Whilst the academic exit strategy described earlier negates the need for implementing a fully certified QMS, there is a compelling incentive for device researchers within universities to commit time, effort and resources to implementing a proportionate QMS for each medical device project. The ability to attract external investment to support the progression of a university’s domestic device to market is greatly enhanced by the existence of a balanced QMS and documentation developed throughout the entire project lifetime toward ‘CE-readiness’.

The future for UCL
Just as the Clinical Trials Directive of 2001 enhanced the conduct of clinical trials on medicinal products for market within the European Union, the incoming MDR has presented a motivation for enhancement to the culture and way in which UCL researchers undertake and ultimately improve the likelihood of successful translation of university medical device development.

Throughout 2020, UCL’s Translational Research Office (TRO), Institute of Healthcare Engineering (IHE) and Joint Research Office (JRO) have been working closely to develop standardised tools that will support investigators in keeping and updating device project records.
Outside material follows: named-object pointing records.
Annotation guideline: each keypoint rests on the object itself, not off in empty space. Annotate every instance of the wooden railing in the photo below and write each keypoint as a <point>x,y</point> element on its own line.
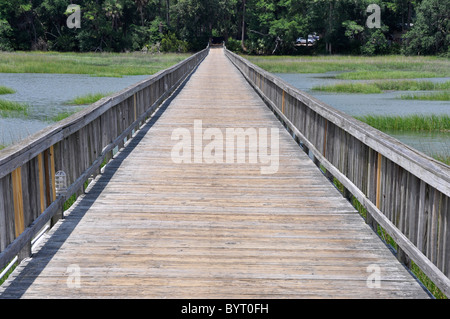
<point>404,191</point>
<point>77,146</point>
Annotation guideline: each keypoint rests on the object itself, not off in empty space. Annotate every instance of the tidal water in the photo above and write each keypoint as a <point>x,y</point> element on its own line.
<point>47,95</point>
<point>387,103</point>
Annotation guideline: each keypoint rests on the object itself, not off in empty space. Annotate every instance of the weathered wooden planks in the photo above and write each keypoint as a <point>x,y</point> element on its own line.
<point>77,146</point>
<point>151,228</point>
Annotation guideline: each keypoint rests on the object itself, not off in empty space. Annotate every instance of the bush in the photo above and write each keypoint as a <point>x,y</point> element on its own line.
<point>170,43</point>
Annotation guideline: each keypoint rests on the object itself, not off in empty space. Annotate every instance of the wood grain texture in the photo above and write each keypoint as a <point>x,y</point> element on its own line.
<point>150,228</point>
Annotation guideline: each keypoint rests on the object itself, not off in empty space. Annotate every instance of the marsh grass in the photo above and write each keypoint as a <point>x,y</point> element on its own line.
<point>98,64</point>
<point>11,108</point>
<point>364,88</point>
<point>380,86</point>
<point>6,90</point>
<point>62,115</point>
<point>415,122</point>
<point>357,67</point>
<point>435,96</point>
<point>87,98</point>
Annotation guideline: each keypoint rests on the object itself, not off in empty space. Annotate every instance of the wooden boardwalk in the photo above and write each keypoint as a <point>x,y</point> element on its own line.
<point>152,228</point>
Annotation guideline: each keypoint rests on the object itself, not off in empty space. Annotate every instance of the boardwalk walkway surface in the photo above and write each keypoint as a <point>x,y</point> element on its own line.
<point>152,228</point>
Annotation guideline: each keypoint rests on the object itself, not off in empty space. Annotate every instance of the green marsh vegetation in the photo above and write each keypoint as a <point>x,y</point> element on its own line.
<point>6,90</point>
<point>95,64</point>
<point>435,96</point>
<point>87,98</point>
<point>385,85</point>
<point>415,122</point>
<point>11,108</point>
<point>358,67</point>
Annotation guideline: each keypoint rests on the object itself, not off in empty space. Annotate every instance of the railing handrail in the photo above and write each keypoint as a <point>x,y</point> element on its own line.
<point>15,155</point>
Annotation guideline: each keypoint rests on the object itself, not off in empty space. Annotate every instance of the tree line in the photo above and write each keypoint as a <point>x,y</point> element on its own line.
<point>251,26</point>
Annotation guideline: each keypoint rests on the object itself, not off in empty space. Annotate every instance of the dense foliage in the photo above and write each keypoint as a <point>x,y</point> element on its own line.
<point>268,26</point>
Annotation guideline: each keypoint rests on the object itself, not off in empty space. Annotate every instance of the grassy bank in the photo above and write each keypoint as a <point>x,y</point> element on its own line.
<point>358,67</point>
<point>10,108</point>
<point>385,85</point>
<point>417,123</point>
<point>96,64</point>
<point>87,98</point>
<point>437,96</point>
<point>6,90</point>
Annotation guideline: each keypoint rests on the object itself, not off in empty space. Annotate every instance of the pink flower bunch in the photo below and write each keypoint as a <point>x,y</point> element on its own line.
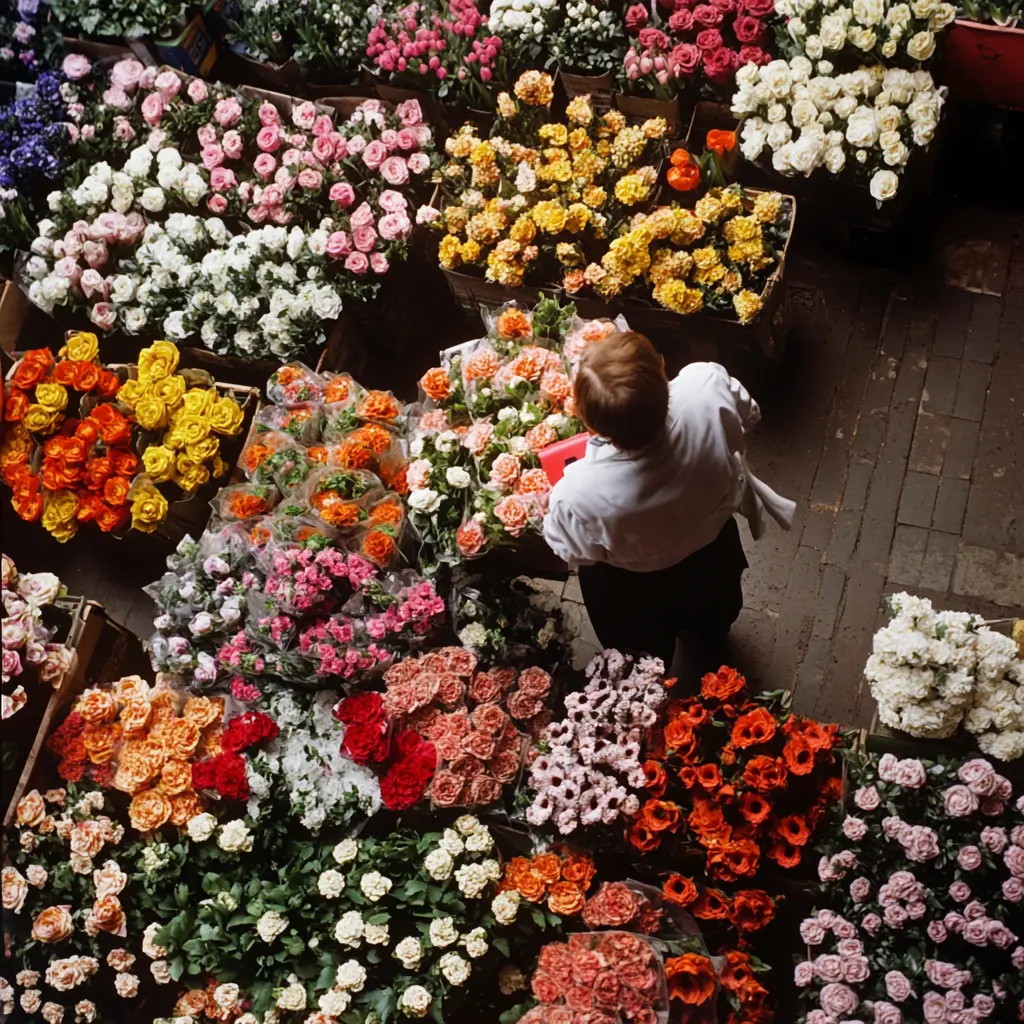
<point>593,759</point>
<point>611,973</point>
<point>711,40</point>
<point>455,45</point>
Over the coming months, the Devices & Diagnostics Therapeutic Innovation Network (D&D TIN) shall be hosting community events to enable investigators to access local resources (e.g. QMS & document templates) and implement solutions for centralised management of a university department/Sponsor device project portfolio. Whilst non-compliance with the QMS would not preclude their ongoing research activity, it would likely hamper investigators ability to progress at a later stage (e.g. refusal of Sponsorship for clinical investigation).

Watch this space for the Devices & Diagnostics TIN QMS workshop, scheduled to take place before the end of the year (date TBC). In the meantime, become part of the Devices & Diagnostics community at UCL by joining the Therapeutic Innovation Networks: a platform for UCL, partner Biomedical Research Centres (BRCs) and industry partners to connect, collaborate and share best practices to translate at pace. Any workshops relating to the new MDR will be communicated to the Devices & Diagnostics TIN community through Teams and via email before being announced more publicly.

Devices & Diagnostics TIN logoWhat is the Devices & Diagnostics Therapeutic Innovation Network (TIN)?
The Devices & Diagnostics TIN is one of 6 UCL Therapeutic Innovation Networks hosted by the UCL Translational Research Office, positioned around a specific modality rather than subject area, to encourage the formation of strategic multidisciplinary alliances to close the academic/clinical/patient/industry interface.

Additionally, the TINs aim to widen participation and remove barriers to translation by providing education and funding opportunities to basic and translational researchers from Early Career Researchers to PIs.